The federal government recently announced that applicants to the Federal Skilled Worker Program will be required to have their foreign education credentials assessed and verified by designated third-party organizations before they arrive in Canada.

While efforts to improve credential assessment and recognition are needed, this new process will need to be coordinated with regulatory bodies' licensure systems across the country and it is unclear who will do the significant work needed to align the processes. According to the Office of the Fairness Commissioner, only one third of new federal language tests are commonly used by regulatory bodies in Ontario, meaning that immigrants will likely have to write two tests and meet two different benchmarks. The assessment of international educational credentials would not mean that Federal Skilled Workers would automatically find employment in Canada commensurate with their skills. Nor would it guarantee that they would become licensed to practice in a regulated occupation. It is the federal government's responsibility to ensure that immigrants understand that the new system is not the same as licensure.

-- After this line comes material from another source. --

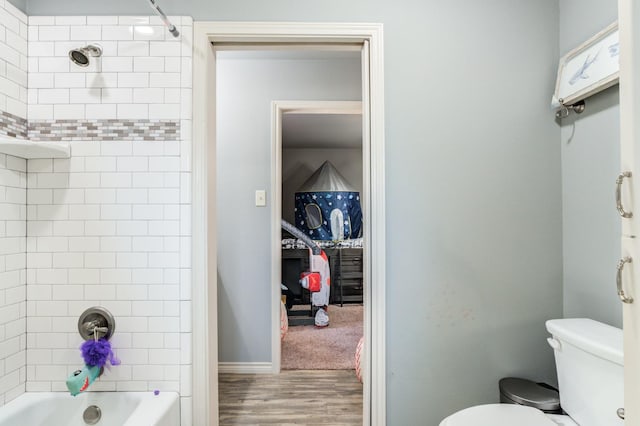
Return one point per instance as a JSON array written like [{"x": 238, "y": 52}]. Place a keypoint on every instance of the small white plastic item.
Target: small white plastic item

26 These include the Ministry of Citizenship and Immigration, the Ministry of Economic Development and Innovation, the Ministry of Training, Colleges and Universities, the Ministry of Education, the Ministry of Health and Long-Term Care, the Ministry of Community and Social Services, the Ministry of Labour, and the Ministry of Government Services.

27 Gold, J, M. Mendelsohn, and J. Hjartarson. 2011. Fiscal Sustainability and the Future of Public Spending: A Shifting Gears Progress Report. November 2011. Toronto: Mowat Centre. http://www.mowatcentre.ca/pdfs/mowatResearch/60.pdf.; Mendelsohn, M. 2010. Shifting Gears: Paths to Fiscal Sustainability in Canada. December 2010. Toronto: Mowat Centre. http://www.mowatcentre.ca/pdfs/mowatResearch/58.pdf.

28 Centre for Community Based Research. 2010. The Canadian Immigration Integration Project (CIIP) Pilot Final Evaluation Report. November 2010. Kitchener: Centre for Community Based Research. http://www.newcomersuccess.ca/images/stories/reports/2010-november-final-evaluation-report.pdf.

29 See the glossary in the Appendix for a description of the different categories of refugees and refugee claimants.